Stress testing
Stress testing (sometimes called torture testing) is a form of deliberately intense or thorough testing used to determine the stability of a given system, critical infrastructure or entity. It involves testing beyond normal operational capacity, often to a breaking point, in order to observe the results. Reasons can include:
- to determine breaking points or safe usage limits
- to confirm mathematical model is accurate enough in predicting breaking points or safe usage limits
- to confirm intended specifications are being met
- to determine modes of failure (how exactly a system fails)

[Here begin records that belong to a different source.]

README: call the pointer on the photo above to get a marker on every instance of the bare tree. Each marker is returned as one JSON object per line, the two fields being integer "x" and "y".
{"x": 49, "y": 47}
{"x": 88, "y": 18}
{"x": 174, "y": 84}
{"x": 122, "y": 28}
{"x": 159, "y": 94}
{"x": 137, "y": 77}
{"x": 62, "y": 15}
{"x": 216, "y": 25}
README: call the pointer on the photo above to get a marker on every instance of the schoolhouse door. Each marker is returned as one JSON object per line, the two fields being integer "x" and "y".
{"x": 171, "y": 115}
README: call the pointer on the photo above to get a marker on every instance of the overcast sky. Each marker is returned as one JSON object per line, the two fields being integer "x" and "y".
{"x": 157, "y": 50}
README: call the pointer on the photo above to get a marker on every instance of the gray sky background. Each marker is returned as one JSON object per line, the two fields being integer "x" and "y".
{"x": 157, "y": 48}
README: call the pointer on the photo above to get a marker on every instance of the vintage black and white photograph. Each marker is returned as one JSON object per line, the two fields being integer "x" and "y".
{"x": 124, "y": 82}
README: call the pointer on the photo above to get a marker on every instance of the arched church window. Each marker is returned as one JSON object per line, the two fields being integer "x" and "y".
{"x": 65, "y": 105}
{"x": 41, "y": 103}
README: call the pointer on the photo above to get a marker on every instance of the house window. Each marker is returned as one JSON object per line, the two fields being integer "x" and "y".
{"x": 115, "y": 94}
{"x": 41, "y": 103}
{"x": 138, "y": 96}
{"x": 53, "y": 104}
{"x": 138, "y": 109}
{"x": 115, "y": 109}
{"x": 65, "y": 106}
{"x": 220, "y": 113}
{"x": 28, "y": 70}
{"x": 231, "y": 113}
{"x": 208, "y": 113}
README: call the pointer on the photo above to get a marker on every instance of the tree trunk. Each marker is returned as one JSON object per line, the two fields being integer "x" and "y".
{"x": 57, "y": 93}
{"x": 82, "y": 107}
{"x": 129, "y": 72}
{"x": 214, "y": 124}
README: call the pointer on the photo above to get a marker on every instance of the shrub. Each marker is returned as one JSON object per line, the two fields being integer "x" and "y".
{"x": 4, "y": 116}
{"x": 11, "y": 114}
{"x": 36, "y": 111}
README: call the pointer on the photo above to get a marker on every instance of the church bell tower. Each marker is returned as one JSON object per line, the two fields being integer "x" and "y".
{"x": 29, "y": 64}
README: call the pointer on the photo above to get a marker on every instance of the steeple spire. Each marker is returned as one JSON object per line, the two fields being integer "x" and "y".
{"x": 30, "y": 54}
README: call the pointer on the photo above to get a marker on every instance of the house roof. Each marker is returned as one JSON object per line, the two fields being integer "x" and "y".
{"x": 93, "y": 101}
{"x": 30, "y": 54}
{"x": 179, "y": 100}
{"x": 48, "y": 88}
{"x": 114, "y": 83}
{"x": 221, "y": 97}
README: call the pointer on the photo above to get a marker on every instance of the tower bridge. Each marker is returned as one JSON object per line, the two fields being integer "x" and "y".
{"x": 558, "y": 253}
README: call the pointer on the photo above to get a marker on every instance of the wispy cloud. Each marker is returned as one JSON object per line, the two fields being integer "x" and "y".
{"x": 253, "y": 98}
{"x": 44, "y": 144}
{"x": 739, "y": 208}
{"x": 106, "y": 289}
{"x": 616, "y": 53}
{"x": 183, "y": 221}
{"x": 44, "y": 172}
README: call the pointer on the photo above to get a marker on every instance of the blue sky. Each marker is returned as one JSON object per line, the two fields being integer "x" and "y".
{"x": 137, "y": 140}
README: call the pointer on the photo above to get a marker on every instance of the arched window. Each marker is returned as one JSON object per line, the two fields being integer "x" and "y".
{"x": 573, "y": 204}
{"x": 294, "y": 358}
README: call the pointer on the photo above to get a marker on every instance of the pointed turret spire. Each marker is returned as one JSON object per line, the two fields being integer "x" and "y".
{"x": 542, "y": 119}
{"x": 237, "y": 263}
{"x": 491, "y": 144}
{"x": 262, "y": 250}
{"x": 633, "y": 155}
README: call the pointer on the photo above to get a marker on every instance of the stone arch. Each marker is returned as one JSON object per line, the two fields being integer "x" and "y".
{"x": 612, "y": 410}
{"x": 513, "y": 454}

- to test stable operation of a part or system outside standard usage
Reliability engineers often test items under expected stress or even under accelerated stress in order to determine the operating life of the item or to determine modes of failure.[1]
The term "stress" may have a more specific meaning in certain industries, such as material sciences, and therefore stress testing may sometimes have a technical meaning – one example is in fatigue testing for materials.
Computing
Hardware
Stress testing, in general, should put computer hardware under exaggerated levels of stress in order to ensure stability when used in a normal environment. These can include extremes of workload, type of task, memory use, thermal load (heat), clock speed, or voltages. Memory and CPU are two components that are commonly stress tested in this way.
There is considerable overlap between stress testing software and benchmarking software, since both seek to assess and measure maximum performance. Of the two, stress testing software aims to test stability by trying to force a system to fail; benchmarking aims to measure and assess the maximum performance possible at a given task or function.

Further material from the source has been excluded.